Clark, 41, was a medical doctor as well as a commander in the U.S. Navy. She joined NASA in 1996 and the Columbia flight was her first shuttle mission.

During the shuttle mission, a failed piece of hardware caused heat to rise to about 84 degrees in the module, where Clark and her crew mates conducted experiments. Engineers eventually were able to reduce the heat to about 73 degrees, which Clark said made the astronauts "comfy."

"A piņa colada would have been really nice," Clark joked during the call. "It was warmer, but we all got along just fine."

Clark was born in Iowa but considered Racine, Wisconsin her hometown. She earned a zoology degree from the University of Wisconsin-Madison, where she also earned her medical degree.
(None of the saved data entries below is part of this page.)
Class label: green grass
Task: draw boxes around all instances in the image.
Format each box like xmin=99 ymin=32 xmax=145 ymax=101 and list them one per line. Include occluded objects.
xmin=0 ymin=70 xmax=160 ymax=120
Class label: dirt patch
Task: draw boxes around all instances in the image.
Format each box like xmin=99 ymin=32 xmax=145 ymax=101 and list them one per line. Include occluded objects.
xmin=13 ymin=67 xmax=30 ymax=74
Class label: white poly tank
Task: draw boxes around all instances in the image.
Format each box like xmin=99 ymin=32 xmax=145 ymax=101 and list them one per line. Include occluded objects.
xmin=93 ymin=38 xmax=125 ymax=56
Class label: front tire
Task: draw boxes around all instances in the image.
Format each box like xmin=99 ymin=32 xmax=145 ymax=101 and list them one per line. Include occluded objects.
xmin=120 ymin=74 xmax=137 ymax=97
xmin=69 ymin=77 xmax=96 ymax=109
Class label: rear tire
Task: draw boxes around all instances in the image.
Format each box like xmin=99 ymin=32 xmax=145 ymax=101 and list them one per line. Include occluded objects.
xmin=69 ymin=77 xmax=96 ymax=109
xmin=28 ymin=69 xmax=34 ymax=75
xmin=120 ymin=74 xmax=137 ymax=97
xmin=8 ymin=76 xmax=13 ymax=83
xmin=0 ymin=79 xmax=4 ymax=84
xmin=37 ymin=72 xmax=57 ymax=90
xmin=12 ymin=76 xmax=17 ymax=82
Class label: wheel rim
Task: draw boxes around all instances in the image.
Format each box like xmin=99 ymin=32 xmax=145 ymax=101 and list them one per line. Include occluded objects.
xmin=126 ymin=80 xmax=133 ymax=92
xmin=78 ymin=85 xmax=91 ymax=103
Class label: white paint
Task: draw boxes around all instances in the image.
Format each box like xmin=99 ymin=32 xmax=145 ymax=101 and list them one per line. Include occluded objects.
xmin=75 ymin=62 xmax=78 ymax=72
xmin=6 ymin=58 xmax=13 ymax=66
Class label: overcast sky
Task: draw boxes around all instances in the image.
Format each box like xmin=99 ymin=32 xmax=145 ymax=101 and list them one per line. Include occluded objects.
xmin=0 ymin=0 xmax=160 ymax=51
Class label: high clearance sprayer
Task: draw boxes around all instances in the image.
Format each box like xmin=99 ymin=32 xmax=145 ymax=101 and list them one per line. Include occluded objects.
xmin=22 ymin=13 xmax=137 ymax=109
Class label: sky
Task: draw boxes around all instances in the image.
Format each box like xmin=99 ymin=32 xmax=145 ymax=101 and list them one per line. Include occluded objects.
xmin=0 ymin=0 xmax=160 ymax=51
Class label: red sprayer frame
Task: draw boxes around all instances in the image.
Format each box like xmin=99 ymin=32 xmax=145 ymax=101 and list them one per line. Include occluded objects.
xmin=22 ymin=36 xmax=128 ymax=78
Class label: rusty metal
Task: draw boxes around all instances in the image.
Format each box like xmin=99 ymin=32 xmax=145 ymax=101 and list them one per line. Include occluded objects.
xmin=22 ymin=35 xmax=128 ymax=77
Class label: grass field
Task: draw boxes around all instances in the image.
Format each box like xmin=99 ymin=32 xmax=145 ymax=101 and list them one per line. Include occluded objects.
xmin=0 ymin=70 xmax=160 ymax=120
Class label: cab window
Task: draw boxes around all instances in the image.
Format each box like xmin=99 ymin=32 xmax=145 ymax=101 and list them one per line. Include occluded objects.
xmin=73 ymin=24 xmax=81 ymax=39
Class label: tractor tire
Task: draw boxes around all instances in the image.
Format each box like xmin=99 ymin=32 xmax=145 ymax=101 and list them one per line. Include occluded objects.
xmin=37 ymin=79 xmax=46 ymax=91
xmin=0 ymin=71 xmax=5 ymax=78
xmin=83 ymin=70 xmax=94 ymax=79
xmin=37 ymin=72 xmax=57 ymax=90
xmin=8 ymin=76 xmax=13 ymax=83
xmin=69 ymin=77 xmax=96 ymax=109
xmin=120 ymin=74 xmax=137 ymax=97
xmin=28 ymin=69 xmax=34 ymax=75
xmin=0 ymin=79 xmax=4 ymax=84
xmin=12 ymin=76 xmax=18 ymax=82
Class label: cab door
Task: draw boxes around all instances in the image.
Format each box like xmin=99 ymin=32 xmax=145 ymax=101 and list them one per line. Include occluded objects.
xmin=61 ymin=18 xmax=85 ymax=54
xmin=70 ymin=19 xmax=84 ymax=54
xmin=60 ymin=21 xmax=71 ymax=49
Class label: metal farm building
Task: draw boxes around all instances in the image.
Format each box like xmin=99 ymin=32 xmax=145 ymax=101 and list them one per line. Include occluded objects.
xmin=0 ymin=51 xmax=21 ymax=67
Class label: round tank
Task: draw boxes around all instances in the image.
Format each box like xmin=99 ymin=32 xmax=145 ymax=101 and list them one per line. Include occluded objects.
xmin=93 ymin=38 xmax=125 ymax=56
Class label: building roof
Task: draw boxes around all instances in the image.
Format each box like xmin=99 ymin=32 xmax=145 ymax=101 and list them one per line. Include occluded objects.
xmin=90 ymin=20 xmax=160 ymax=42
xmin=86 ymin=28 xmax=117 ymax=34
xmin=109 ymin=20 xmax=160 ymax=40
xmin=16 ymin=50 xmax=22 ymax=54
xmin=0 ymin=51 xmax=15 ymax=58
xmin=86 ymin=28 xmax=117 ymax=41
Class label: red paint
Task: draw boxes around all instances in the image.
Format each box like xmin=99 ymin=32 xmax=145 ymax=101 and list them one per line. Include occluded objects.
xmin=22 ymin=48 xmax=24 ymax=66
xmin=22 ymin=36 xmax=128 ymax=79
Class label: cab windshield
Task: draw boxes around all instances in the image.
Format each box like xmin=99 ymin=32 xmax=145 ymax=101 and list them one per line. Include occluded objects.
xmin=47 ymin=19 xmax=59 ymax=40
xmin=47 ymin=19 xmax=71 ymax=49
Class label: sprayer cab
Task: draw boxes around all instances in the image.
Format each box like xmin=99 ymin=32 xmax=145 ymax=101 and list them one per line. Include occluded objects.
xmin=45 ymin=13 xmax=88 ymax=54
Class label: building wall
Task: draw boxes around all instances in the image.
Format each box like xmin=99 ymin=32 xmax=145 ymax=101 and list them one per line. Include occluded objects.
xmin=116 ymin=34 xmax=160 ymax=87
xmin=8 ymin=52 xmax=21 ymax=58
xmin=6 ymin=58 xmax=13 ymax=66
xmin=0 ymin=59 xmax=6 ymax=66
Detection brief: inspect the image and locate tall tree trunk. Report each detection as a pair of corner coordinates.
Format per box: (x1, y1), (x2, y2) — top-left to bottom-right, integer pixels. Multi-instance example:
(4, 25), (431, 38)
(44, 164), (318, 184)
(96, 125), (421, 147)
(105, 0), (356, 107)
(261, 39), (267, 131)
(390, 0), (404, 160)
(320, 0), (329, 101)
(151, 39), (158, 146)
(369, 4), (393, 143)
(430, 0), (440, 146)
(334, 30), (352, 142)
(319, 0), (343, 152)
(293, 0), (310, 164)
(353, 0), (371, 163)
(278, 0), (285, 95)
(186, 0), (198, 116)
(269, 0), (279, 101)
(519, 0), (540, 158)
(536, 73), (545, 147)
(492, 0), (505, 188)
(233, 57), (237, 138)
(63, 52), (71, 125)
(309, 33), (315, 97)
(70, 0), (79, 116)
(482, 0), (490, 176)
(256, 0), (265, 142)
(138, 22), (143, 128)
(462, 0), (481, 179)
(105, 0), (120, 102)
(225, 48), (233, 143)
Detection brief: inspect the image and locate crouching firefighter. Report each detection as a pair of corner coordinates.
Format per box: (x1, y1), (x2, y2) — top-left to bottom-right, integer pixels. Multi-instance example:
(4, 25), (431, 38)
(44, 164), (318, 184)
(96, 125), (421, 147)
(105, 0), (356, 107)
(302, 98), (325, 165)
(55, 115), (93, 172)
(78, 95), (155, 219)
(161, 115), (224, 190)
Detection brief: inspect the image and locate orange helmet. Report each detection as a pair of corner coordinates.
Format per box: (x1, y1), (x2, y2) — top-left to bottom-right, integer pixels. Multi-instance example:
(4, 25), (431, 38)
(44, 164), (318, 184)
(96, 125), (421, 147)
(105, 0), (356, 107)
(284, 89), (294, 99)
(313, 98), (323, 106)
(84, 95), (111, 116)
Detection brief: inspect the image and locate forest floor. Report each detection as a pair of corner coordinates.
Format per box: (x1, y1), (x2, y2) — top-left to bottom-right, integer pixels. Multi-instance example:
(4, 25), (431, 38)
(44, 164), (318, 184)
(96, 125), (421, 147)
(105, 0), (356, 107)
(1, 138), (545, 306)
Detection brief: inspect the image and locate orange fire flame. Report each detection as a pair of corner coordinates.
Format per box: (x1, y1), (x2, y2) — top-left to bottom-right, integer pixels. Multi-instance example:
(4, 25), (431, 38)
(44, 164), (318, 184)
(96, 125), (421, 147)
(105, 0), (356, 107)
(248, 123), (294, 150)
She entered naval service after graduating from medical school and served as a submarine medical officer and a flight surgeon.

Studying life

Before the mission, Clark was injected with tracer chemicals for a medical experiment. She also donated blood several times before and after going into space, kept samples of her saliva and tracked what she ate and how much she slept in an effort to see how space affected the human body.

It was the wonder of life that inspired her most during the space trip, making note of the silkworm cocoon that she had seen hatch in orbit as part of an experiment.

"There was a moth in there, and it still had its wings crumpled up, and it was just starting to pump its wings up," she told a reporter. "Life continues in lots of places, and life is a magical thing."

Clark is survived by her husband and one child.